Frei Betto ist aber auch ein wichtiger Angehöriger der neuen Mitte-Links-Regierung und Sonderberater von Staatspräsident Lula da Silva. Er zeigt für die ungewöhnliche Besetzungswelle durch Land- und Obdachlose ebenso Verständnis wie Städteminister Olivio Dutra oder andere Kabinettsmitglieder. Die täglich zunehmende Sozialkrise droht die Regierung nur sieben Monate nach Amtsantritt zu spalten. Der Minister für Landwirtschaft Roberto Rodrigues kritisierte die Aktionen zum Beispiel als "kriminell" und "Demokratie gefährdend".

Lula, der selbst aus der Arbeiterbewegung stammt, hüllte sich in der vergangenen Tagen in Schweigen. Selbst als MST-Chef Joao Stedile bei einem Landlosen-Treffen zum "Krieg" gegen die Großgrundbesitzer aufrief. "Wir sind 23 Millionen gegen 27.000 Großgrundbesitzer. Wer wird da wohl gewinnen, wenn wir zusammenhalten? Wir dürfen nicht ruhen, bis wir sie fertig gemacht haben", sagte Stedile.

Teile der Regierung sind davon überzeugt, dass "Trittbrettfahrer" den wachsenden Unmut zur Destabilisierung ausnutzen wollen. "Wir haben keine Zweifel, dass politisch motivierte Leute die Protestbewegungen infiltriert haben", sagte ein enger Lula-Berater der Zeitung "Estado". Es soll sich um "radikale Kräfte" handeln, die nicht nur Land- und Obdachlosen beeinflussen wollen, sondern etwa auch die Beamten, die für August eine Intensivierung der Streiks und Proteste gegen die geplante Rentenreform angekündigt haben.
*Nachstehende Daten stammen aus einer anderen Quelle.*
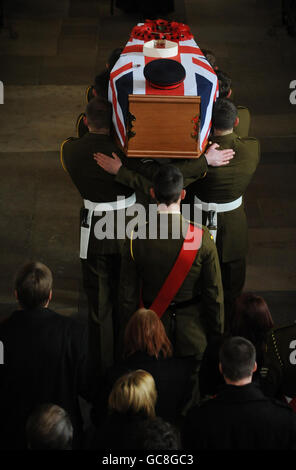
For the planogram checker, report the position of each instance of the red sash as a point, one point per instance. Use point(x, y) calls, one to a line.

Weiter geht der angesehene Starjournalist Zuenir Ventura: "Die MST von Joao Stedile träumt nicht von der Agrarreform, sondern von einer Revolution". Auf dem besetzten Grundstück von Volkswagen unweit der Metropole Sao Paulo scheint Obdachlosen-Koordinatorin Camila Alves nicht widersprechen zu wollen. "Wir wollen in Brasilien den wahren Sozialismus einführen", sagte sie. Bereits in den ersten fünf Monaten des Jahres hatte es mehr Landbesetzungen gegeben als in ganz 2002.

Lula, der als Hoffnungsträger der Armen angetreten war, inzwischen aber mit einer konservativen Wirtschaftspolitik immer mehr seiner einstigen Weggefährten und Anhänger gegen sich aufbringt, kann als einzigen Trumpf den Sieg über die Inflation vorweisen. Von der Wirtschaftsfront kamen in den vergangenen Tagen aber Nachrichten über Rezession, Rekordarbeitslosigkeit und einen starken Rückgang der Direktinvestitionen. Zumindest die Landlosen in Sao Bernardo haben nun aber Grund zur Freude: Ein Richter setzte am Montag die von der Polizei angedrohte Räumung der errichteten Siedlung auf dem stillgelegten VW-Gelände vorläufig aus. Verhandlungen über einen Verkauf des 22-Hektar-Grundstücks an die 4.000 Besetzer sind im Gange.